El konulan Matosyan Matbaası
“Karşımda Pembe Konak. Odamdan seyrediyorum. Hüzünlü bir manzara! 19. yüzyılından kalma ahşap, üç katlı konak. Metruk! Kendi kaderiyle baş başa bırakılmış, her yanı dökülüyor. Matosyan Matbaası! Bir Ermeni işadamının matbaasına el konup Atatürk'ün emriyle Yunus Nadi'ye verilmiş. Bu konu Cumhuriyet'ten hoşlanmayan çevrelerde arada bir gündeme getirilirdi.”
‘Cengiz Çandar için 'şeker abiler’ ne diyor?'
“(...) Cengiz Çandar kardeşim ipi geriyor bugünlerde. Gitmiş Nokta dergisine bir demeç vermiş. ‘Türkiye, ikinci İran olabilir mi?' sorusuna cevap verirken bizimkilerin damarına basacağını bilerek çok iyi konuşmuş. Cengiz'in bu sözleri bizimkileri delirtti. Ali, Uğur, Akbal hepsi ayaklandı. Uğur, 'Bir yazı yazıp ağzına edecektim ama...' dedi. Teskin ettim. Nadir Bey bir iki gün önce Cengiz'i kapıya koymaktan söz etti. (...) İlhan Selçuk'a gelince: ‘Bilirsin, Cengiz'in ayrı bir yeri var bende. Ama kendisi şöhretini taşıyamaz oldu. Bu 12 Mart kuşağında hiç işi yok.' Son cümlesi hariç, doğru. (...) Cengiz Çandar'ın Nokta dergisinde bizimkilere 'ilerici safdiller' diye saldırması, Ali Sirmen'e 'saray soytarısı' demesi, Ali Sirmen'in de ona yazısında 'dangalak' diye saldırması... Bütün bunlar aynı kapta tutulabilir mi?”

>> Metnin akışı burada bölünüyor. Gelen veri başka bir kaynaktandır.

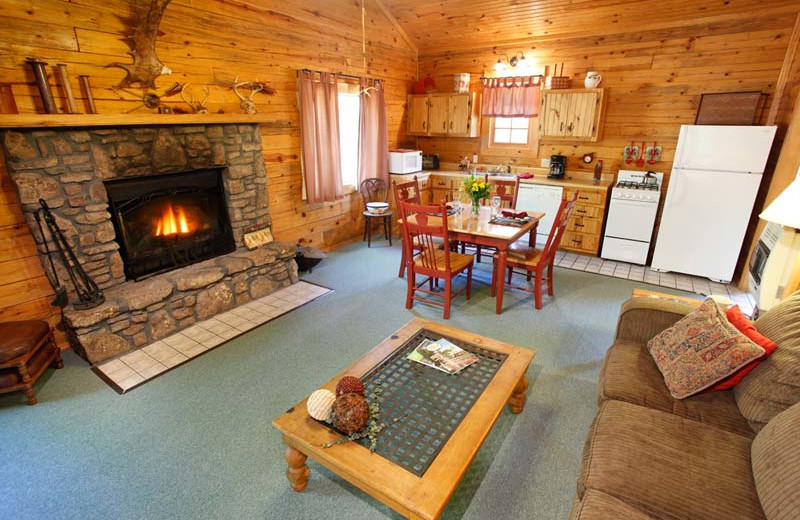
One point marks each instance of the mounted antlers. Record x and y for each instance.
(247, 104)
(198, 107)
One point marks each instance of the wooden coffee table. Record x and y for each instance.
(413, 496)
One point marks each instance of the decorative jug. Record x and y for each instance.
(593, 79)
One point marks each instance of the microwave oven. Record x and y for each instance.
(405, 161)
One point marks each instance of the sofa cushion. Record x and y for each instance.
(738, 319)
(667, 466)
(630, 374)
(776, 463)
(701, 349)
(774, 385)
(599, 506)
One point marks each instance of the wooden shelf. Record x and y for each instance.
(90, 120)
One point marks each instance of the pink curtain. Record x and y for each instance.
(511, 97)
(319, 131)
(373, 140)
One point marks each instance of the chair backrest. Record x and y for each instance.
(374, 190)
(425, 227)
(506, 189)
(560, 224)
(407, 191)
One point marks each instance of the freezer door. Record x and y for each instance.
(540, 197)
(724, 148)
(704, 221)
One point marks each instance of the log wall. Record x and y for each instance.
(206, 43)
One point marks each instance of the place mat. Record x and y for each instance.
(510, 221)
(428, 404)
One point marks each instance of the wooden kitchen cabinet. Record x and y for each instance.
(585, 226)
(451, 114)
(571, 114)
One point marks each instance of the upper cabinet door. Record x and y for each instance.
(417, 115)
(460, 114)
(438, 116)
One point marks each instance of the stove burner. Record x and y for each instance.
(637, 185)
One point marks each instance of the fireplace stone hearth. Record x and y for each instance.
(67, 168)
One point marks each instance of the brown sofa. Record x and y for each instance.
(721, 455)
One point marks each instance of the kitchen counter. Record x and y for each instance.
(539, 178)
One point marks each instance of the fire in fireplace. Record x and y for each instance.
(168, 221)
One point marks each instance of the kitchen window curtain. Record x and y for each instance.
(319, 132)
(511, 97)
(373, 138)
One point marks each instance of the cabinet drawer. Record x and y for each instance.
(580, 241)
(582, 210)
(586, 196)
(586, 225)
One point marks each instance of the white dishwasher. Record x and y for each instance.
(540, 197)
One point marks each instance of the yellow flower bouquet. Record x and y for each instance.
(477, 189)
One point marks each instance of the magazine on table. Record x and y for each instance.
(442, 355)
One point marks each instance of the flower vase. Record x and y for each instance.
(475, 210)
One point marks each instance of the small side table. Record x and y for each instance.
(387, 226)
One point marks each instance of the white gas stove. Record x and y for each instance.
(631, 216)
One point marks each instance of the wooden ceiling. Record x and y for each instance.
(448, 25)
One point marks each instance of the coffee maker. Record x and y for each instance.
(558, 165)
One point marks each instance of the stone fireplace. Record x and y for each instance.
(156, 216)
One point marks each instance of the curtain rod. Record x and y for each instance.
(341, 75)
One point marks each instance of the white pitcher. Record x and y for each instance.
(593, 78)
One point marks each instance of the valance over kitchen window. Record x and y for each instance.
(511, 97)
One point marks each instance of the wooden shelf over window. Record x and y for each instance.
(94, 120)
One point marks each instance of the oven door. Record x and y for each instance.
(631, 219)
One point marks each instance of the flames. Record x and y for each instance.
(173, 221)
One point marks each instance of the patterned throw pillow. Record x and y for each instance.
(699, 350)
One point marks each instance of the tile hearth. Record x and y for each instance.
(132, 369)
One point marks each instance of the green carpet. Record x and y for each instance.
(197, 443)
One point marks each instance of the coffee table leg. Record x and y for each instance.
(298, 471)
(517, 400)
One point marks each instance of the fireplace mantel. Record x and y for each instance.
(144, 119)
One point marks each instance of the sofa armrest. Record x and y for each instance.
(642, 318)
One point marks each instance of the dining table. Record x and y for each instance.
(463, 227)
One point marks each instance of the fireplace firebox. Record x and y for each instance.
(163, 222)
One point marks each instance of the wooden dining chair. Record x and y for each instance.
(534, 261)
(507, 190)
(375, 190)
(426, 225)
(406, 192)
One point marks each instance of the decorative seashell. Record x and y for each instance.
(320, 404)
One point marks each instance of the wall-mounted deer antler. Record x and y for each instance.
(247, 103)
(146, 66)
(198, 107)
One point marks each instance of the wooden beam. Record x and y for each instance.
(396, 25)
(785, 75)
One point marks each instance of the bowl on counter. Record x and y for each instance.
(376, 208)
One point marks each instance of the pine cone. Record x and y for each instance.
(349, 385)
(350, 413)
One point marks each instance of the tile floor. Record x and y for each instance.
(695, 284)
(132, 369)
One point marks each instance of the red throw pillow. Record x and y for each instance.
(738, 319)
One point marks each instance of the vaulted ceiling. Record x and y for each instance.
(439, 26)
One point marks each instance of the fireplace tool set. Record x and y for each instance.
(89, 295)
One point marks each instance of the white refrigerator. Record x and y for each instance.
(712, 188)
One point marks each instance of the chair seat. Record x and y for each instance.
(458, 262)
(522, 254)
(20, 337)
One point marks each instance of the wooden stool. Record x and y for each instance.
(27, 348)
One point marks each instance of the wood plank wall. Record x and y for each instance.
(654, 78)
(207, 43)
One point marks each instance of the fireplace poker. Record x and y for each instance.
(89, 295)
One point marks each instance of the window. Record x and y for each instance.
(510, 130)
(349, 115)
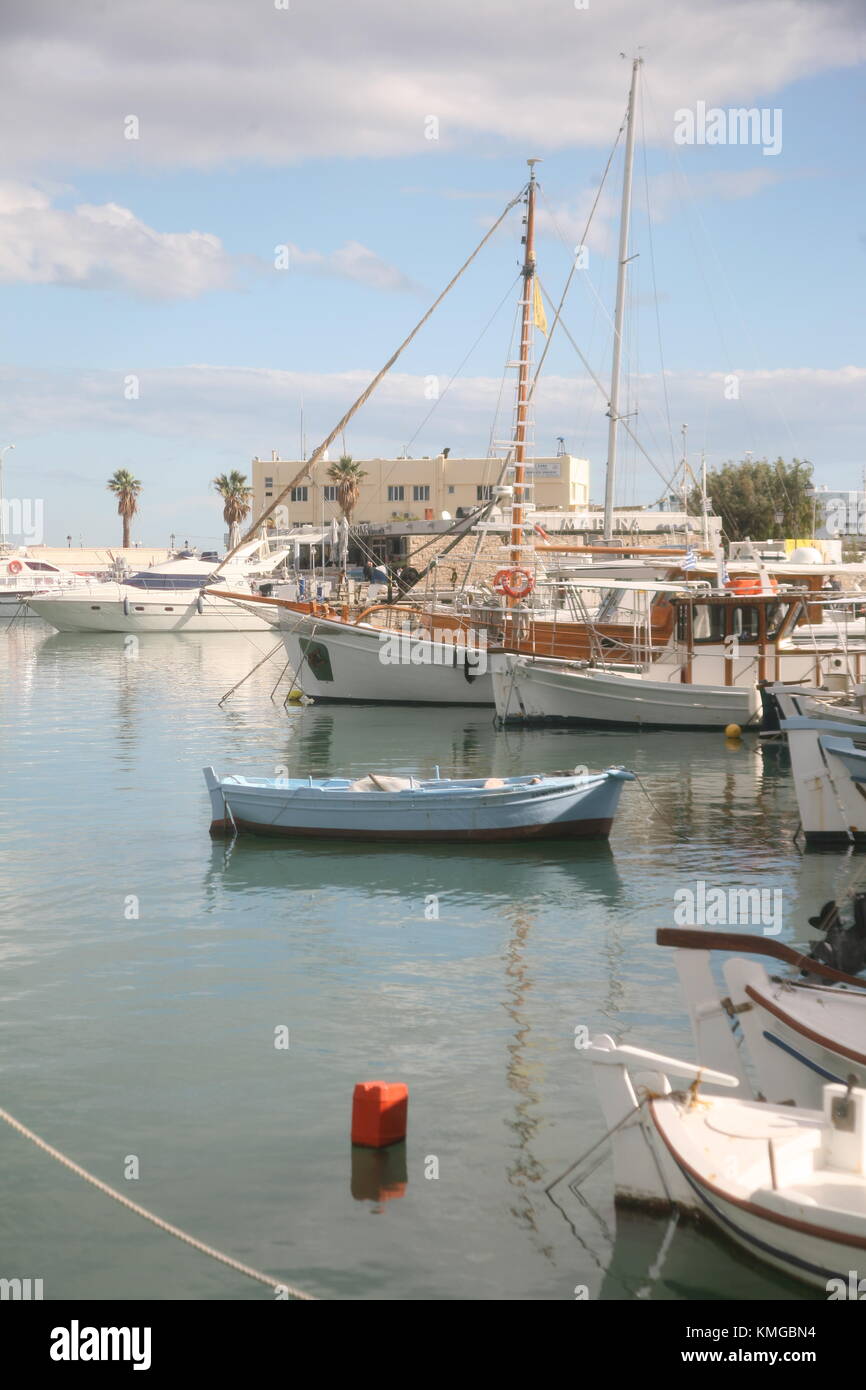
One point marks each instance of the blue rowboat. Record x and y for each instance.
(553, 806)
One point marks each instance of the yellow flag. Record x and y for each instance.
(541, 319)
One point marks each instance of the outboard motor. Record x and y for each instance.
(844, 944)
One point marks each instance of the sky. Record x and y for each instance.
(216, 213)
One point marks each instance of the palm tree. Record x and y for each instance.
(235, 492)
(348, 476)
(125, 488)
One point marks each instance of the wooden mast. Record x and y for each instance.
(523, 380)
(620, 306)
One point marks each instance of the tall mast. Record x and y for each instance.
(523, 378)
(620, 306)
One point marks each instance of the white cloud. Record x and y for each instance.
(109, 248)
(808, 412)
(216, 81)
(352, 262)
(103, 248)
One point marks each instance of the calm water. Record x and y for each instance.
(153, 1036)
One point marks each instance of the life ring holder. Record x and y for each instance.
(509, 581)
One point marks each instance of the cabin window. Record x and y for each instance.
(709, 622)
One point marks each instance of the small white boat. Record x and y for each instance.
(167, 598)
(815, 702)
(829, 765)
(384, 808)
(798, 1033)
(541, 690)
(787, 1184)
(24, 577)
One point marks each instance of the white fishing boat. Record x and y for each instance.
(387, 808)
(388, 655)
(783, 701)
(704, 669)
(829, 766)
(545, 691)
(167, 598)
(786, 1184)
(798, 1033)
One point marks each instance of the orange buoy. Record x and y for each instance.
(378, 1114)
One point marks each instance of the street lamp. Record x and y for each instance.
(3, 451)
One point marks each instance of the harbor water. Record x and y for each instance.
(150, 973)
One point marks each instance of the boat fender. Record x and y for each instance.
(470, 669)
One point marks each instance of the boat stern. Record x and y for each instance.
(221, 823)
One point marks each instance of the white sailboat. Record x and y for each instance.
(705, 672)
(798, 1033)
(829, 765)
(166, 598)
(24, 576)
(786, 1184)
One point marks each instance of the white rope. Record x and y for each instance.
(156, 1221)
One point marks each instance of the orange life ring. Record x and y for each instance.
(747, 584)
(515, 583)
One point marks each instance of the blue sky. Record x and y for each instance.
(306, 128)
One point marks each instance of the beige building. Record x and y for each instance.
(414, 489)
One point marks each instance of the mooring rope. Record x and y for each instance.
(156, 1221)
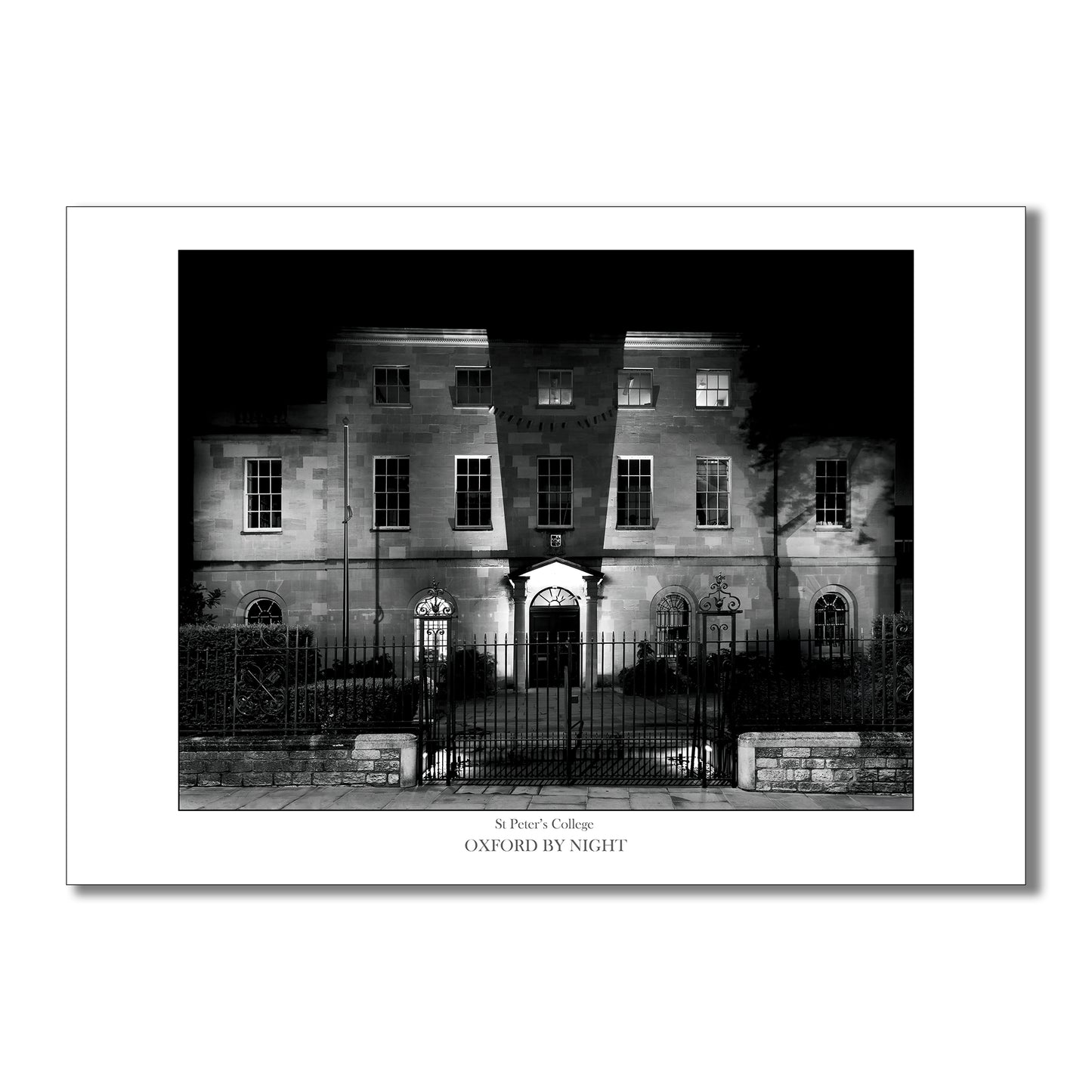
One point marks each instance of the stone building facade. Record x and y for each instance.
(595, 487)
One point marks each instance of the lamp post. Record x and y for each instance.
(348, 517)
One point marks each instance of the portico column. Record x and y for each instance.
(591, 630)
(520, 630)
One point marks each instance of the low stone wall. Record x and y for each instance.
(827, 761)
(341, 758)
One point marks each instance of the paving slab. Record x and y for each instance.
(274, 800)
(317, 799)
(365, 800)
(697, 795)
(885, 803)
(232, 800)
(508, 803)
(645, 802)
(800, 802)
(413, 800)
(459, 804)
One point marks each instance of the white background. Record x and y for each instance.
(694, 104)
(969, 333)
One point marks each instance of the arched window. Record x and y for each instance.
(263, 613)
(831, 617)
(431, 635)
(673, 626)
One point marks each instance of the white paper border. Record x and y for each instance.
(967, 824)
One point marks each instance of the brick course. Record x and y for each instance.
(809, 763)
(330, 759)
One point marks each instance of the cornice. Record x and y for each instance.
(413, 336)
(654, 341)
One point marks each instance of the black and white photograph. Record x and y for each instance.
(546, 531)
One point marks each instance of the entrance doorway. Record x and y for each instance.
(554, 623)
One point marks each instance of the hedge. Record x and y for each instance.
(208, 675)
(344, 702)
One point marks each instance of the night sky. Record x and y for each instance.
(836, 328)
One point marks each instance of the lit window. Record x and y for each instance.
(831, 615)
(263, 613)
(263, 493)
(635, 387)
(555, 388)
(714, 493)
(473, 496)
(673, 626)
(555, 493)
(832, 476)
(713, 388)
(392, 387)
(392, 491)
(635, 493)
(473, 387)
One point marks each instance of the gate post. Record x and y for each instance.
(520, 631)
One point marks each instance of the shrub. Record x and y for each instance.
(348, 702)
(221, 664)
(379, 667)
(650, 679)
(472, 674)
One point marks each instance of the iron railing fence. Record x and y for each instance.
(616, 709)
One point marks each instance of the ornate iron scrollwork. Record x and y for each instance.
(436, 604)
(719, 600)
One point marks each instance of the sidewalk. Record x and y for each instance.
(525, 799)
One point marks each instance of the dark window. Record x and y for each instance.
(392, 491)
(473, 387)
(555, 493)
(263, 613)
(635, 387)
(832, 480)
(673, 626)
(473, 496)
(714, 493)
(635, 493)
(263, 493)
(392, 387)
(831, 617)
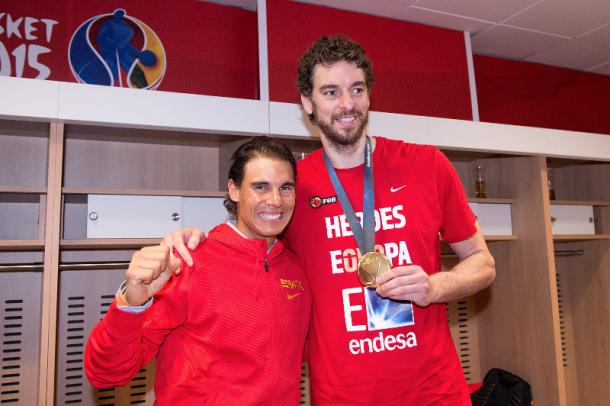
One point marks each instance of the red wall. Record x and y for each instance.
(211, 49)
(418, 69)
(531, 94)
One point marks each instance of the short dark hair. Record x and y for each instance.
(258, 147)
(327, 50)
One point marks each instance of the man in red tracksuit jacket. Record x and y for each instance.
(230, 329)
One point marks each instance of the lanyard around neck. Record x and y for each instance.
(365, 233)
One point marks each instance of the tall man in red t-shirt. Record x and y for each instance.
(388, 345)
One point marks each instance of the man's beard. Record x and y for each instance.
(347, 139)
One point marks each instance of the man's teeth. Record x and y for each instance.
(270, 216)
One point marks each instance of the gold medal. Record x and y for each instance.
(370, 266)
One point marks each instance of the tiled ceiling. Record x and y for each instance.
(568, 33)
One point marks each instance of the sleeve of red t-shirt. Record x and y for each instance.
(458, 220)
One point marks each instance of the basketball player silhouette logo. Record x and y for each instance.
(117, 50)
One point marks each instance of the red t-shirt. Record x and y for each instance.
(364, 349)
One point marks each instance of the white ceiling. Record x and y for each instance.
(568, 33)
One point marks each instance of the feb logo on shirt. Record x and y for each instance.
(316, 201)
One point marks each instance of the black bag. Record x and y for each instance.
(501, 388)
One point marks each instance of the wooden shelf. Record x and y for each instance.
(490, 238)
(141, 192)
(581, 237)
(21, 245)
(491, 200)
(108, 243)
(23, 189)
(601, 203)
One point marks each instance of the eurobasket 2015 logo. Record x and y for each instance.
(117, 50)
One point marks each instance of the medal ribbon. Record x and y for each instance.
(365, 233)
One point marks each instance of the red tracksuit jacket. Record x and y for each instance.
(229, 330)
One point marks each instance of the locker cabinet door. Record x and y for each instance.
(128, 216)
(494, 218)
(20, 341)
(203, 212)
(568, 219)
(84, 299)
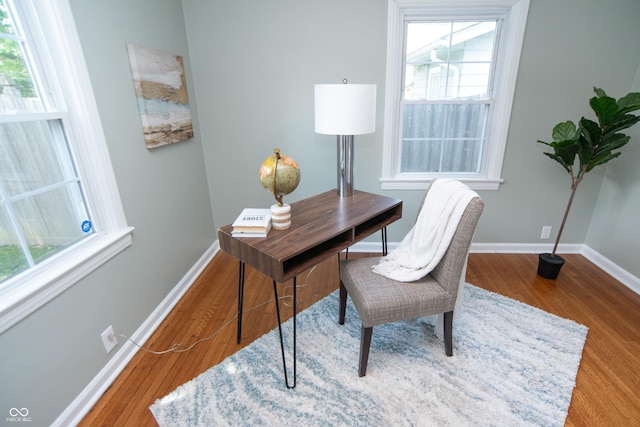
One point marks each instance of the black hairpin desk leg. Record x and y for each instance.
(384, 241)
(240, 298)
(284, 360)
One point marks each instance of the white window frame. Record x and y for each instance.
(514, 13)
(25, 293)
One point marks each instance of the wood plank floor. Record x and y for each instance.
(608, 380)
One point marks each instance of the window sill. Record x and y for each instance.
(423, 183)
(24, 294)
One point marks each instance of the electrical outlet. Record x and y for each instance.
(109, 339)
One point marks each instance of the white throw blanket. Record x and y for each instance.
(424, 246)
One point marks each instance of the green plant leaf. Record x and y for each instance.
(605, 108)
(620, 122)
(590, 131)
(599, 92)
(564, 131)
(611, 142)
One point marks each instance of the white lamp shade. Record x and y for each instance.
(345, 109)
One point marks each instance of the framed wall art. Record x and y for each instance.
(161, 92)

Özal: İhale alamayınca aleyhimize haber yapıyorlar
“Başbakan Özal ile Güney Kore'ye giderken, uçakta Yalçın Doğan'ı yanına çağırmış. Babıali'de ne olup bittiğini sormuş. O günlerde Mehmet Barlas, cümbür cemaat Milliyet'ten ayrılıp Güneş'e geçmişti. Sonra da Yalçın'a demiş ki: İyi ettin Güneş'e geçmemekle... Siz sadece gazetecilik yapıyorsunuz. Güneş'te yazamazdın. İhale alamayınca hemen aleyhimize bir haber çıkıyor. Sonra da dolaylı yollardan haber gönderiyorlar.”
‘Uğur Mumcu ajan mı’ tartışması
“Özal, Başbakanlık Konutu'nda birkaç gün önce Yalçın Doğan'a, ‘Uğur'un (Mumcu) peşine takıldınız, gidiyorsunuz.' dedikten sonra şunları söylemiş Uğur hakkında: ‘Sen kalk hem beş yıl boyunca Evren'e küfret, hem sonra da ‘Elimde belge var' diyerek Çankaya'ya çık ve seçimle gelmiş bir iktidara karşı elindeki raporu Evren'e ver.' Çetin Altan ve Mehmet Barlas Güneş'ten, Mehmet Altan Söz'deki köşesinden, Ahmet Altan Hürriyet'ten Uğur'a yaylım ateşi başlattılar. Ajanlıkla, MİT'çilikle suçluyorlar. (...) Ahmet Altan, adını vermeden Uğur'a yüklenmiş: Türkiye'de solcu olduğunu iddia eden birinin, dünyadaki sosyalist ülkeler tarafından ajan ilan edildiği açıklanıyor. Bunların belgeleri olduğu söyleniyor. Ne solculardan çılgın bir öfke, ne aydınlardan kızgın bir çığlık duyuluyor. (...) Altan-Mumcu çekişmesi kavgaya dönüştü. Çetin Altan, Uğur Mumcu'ya 'MİT ajanı' derken, Mumcu da Altan'a ‘Beynini viskiyle eritmiş Marksist dönek.' dedi.”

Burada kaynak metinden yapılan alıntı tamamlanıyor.